Le «retour à l’ordre moral» n'est donc pas pour demain. L'on vit au contraire une époque d'inversion des valeurs, où ce qui était beau, bien, vrai... ne l'est plus pour une part. Les "bons principes" et Dieu n'y ont plus leur place. La morale et l'ordre y sont relatifs, la permissivité quasi absolue. La société de consommation approuvant cette amoralité bien arrangeante puisqu'autorisant tous les commerces.

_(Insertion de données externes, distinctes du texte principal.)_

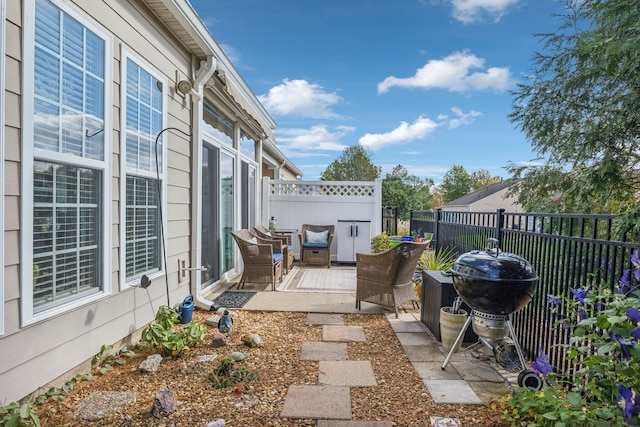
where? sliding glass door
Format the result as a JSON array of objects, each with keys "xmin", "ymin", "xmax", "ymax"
[{"xmin": 200, "ymin": 142, "xmax": 234, "ymax": 285}]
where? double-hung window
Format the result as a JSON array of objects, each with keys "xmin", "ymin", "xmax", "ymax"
[
  {"xmin": 22, "ymin": 0, "xmax": 112, "ymax": 323},
  {"xmin": 121, "ymin": 47, "xmax": 166, "ymax": 286}
]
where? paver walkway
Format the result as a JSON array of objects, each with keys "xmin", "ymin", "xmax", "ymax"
[{"xmin": 280, "ymin": 313, "xmax": 512, "ymax": 427}]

La conclusion (ironique) revient au magazine Marianne. «Ordre moral : système oppressif qui caractérise une société où les films porno sont diffusés à la télévision, où les sex-shops sont plus nombreux que les librairies, où les récits d'orgasmes se transforment mécaniquement en succès littéraire, où les amours dans une piscine sont programmées en prime time et où Bouvard anime "Les grosses têtes".»